STORY: Captain Kapil Dev led a team from India, seen as underdogs, to bring home the country’s first-ever World Cup title in the year 1983. Kabir Khan’s ‘83’ encapsulates the journey of this team that taught a nation to believe and to pin its hopes on its cricket players’ by returning home as a set of uniquely gifted world champions.

REVIEW: First few minutes into the film, Kabir Khan uses an intelligently crafted passport sequence to introduce the audience to characters in the film. He also uses dialogue and light conversations to let you in on a fact – Indians didn’t trust India to bring home the World Cup. That’s when you realise this film is not about winning on a world stage, it’s about earning respect.

At every stage in the film, Kabir has juxtaposed real images with the reel ones – making one sit up and take note of the fact that he has heavily invested in research and the recreation (the scenes look as good as the real incidents on the field) of defining moments in Team India’s 1983 World Cup journey. You realise that the film was not all drama or all sport – it made a clear attempt to amalgamate both. And to a large degree, it succeeds in doing so.

India’s love for cricket has a lot to do with the way the team of 1983 went on to knock the wind out of the West Indies, a nearly-unbeatable cricket team of the period, during the World Cup Finals that year. At one point during the tournament, the level of expectation from Team India was low enough for a broadcaster to easily choose a match between giants, West Indies and Australia over a match between India and Zimbabwe. The latter was the match where Indian skipper Kapil Dev created history with the Mongoose bat, and it’s that legendary innings that had not been recorded on camera.

If you’re paying to watch this film, that sequence alone will make the trip paisa vasool. Kapil Dev’s innings not only saved the day for India, but they earned the team a spot at the table and a large amount of respect which it had been lacking from every corner until then – the cricket control board back home, Indians living in India and abroad, from the international and domestic press and also from those who had already made a mark in the game. The fact that no one took the captain’s intention to win the world cup seriously plays out at different points in the film which reiterates what drove the team eventually to put its best foot forward.

Little joys, sorrows, glorious wins, painful defeats, internal upheavals that each player experienced, their individual journeys, and the journey of becoming a team that could trust itself to defeat the mightiest men in the gentleman’s game, is what Kabir Khan’s dramatic ‘83’ is all about.

When you hear Ranveer Singh nailing Kapil Dev’s unmissable style of talking, perfectly recreating his Natraj shot on the ground, his bowling action and his body language, you know you’re in the thick of a sports drama revolving around cricket. But when you hear him talk about why he thinks, believes and feels the way he does for the sport, you hear a man telling you what makes him a distinguished name in the game. We’ve all seen the iconic picture of Kapil Dev holding up the world cup; the film delves into why we tend to feel emotionally charged each time we see it.

At the surface, ‘83’ is about an underdog team’s win.
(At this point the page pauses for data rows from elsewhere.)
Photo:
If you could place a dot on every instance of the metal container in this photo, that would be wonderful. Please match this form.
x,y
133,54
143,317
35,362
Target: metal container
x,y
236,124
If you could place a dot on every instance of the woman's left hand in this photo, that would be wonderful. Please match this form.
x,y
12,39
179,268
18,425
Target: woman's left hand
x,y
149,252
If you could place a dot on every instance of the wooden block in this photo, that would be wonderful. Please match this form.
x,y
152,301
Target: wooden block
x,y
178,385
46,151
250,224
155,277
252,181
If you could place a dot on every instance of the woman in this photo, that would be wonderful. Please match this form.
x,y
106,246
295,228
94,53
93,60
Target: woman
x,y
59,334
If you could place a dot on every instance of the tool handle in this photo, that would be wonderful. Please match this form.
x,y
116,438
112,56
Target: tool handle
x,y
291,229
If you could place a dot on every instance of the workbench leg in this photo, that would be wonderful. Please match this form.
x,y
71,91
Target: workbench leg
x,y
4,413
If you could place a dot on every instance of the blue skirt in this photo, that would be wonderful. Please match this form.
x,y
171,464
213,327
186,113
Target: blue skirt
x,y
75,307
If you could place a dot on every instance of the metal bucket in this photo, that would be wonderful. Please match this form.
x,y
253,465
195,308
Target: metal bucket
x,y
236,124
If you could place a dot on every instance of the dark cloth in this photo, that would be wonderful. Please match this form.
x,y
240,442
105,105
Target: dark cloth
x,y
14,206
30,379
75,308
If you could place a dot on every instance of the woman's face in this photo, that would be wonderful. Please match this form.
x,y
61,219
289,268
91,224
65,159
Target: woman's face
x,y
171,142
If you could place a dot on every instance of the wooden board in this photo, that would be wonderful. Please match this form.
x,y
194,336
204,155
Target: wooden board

As you go deeper, with each actor effortlessly presenting himself as an iconic cricketer from the 1983 team, you tend to feel that this picture has been crafted with a skillfully written narrative, supported by nuanced and internalised performances, and each department lending its technical brilliance to it. While Ranveer does play the captain’s innings here, Saqib Saleem, Tahir Raj Bhasin, Ammy Virk, Hardy Sandhu, Jatin Sarna are among those who add sheen to this film.

Yes, it does play on the nationalism rhetoric, way more than was required. The film’s own spirit would have driven home the point that the rhetoric scenes were trying to make. ‘83’ had scope for some good music which could have added better tempo to the narrative. But that said, with this, Kabir Khan does set a high benchmark for himself, once again.